Furthermore, it provides emergency staff with helpful information about medical conditions, harmful drug interactions, and other healthcare issues for the patient admitted into the ER. It also offers them the mechanisms needed to maintain compliance with hospital policies and best practices. In addition, some CDS systems are customizable and provide hospital emergency department staff with the tools necessary to make ongoing improvements, improving operational efficiencies in the process. 

Provide a real-time clinical infrastructure

There are various methods and ways to provide performance dashboards and operational reports to hospital owners and healthcare leaders. Such information gives them valuable insight into how well their hospital performs day in and day out, particularly the emergency staff. Unfortunately, these insights are often available too late for the emergency staff to respond efficiently and effectively.

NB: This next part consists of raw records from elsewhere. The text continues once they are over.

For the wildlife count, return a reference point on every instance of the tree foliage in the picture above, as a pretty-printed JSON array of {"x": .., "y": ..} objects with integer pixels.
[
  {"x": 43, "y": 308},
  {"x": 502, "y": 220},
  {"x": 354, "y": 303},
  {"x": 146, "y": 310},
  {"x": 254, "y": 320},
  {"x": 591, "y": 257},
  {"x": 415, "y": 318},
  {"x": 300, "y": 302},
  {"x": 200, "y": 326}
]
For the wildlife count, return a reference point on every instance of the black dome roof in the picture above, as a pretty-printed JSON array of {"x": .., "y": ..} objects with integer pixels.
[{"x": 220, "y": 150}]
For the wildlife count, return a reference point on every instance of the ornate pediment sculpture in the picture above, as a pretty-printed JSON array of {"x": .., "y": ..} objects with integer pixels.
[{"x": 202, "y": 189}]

Real-time data is crucial to take action or intercept medical or operational issues whenever they arise. So, without the availability of an improved back-end clinical infrastructure, it is challenging to gain access to insights related to real-time events occurring inside the hospital, especially in the emergency department. Here, incorporating technologies that provide real-time updates of patients’ beds, medication, and other treatments will allow emergency staff to intercept medical issues and take swift action to ensure the patient remains as safe as possible during their stay. 

Smooth outpatient processing with parallel processing

Medical emergencies are unpredictable, and ER staff needs to be on their toes to provide care at all times. Therefore, incorporating an open-door policy will result in patients with various medical issues visiting your ER. Typically, these patients can be split into three categories; those won don’t require emergency care, those who believe they are experiencing an emergency, and those who need immediate attention. 

Usually, the ER staff is notified of new patients entering via linear processing. As a result, the patient is passed along a long chain of command, starting from the hospital’s registration desk to the triage nurses to the primary physician before being checked by a doctor. However, a more efficient way is to utilize parallel processing, consolidating or eliminating this long chain to decrease door-to-doctor wait times. Here, patients will undergo a quick registration process where the staff will check them to determine whether particular patients require immediate care or not. Moreover, patients’ medical complaints and personal details will be entered and made ready for the doctor during this process. Such a method will drastically reduce wait times and lead to swift care being administered to patients while improving operational efficiencies in the process. 


Improved clinical safety and better care don’t have to be at the expense of efficiency. In fact, by utilizing the ways mentioned above, you will put your emergency staff at ease and give them the tools they so direly lack. That said, technology is the missing layer of an innovative, real-time emergency department infrastructure. So, it is your duty as a healthcare leader/manager to ensure that your emergency department staff are well-trained and equipped with the latest tech to tackle patient emergencies and address their medical needs quickly!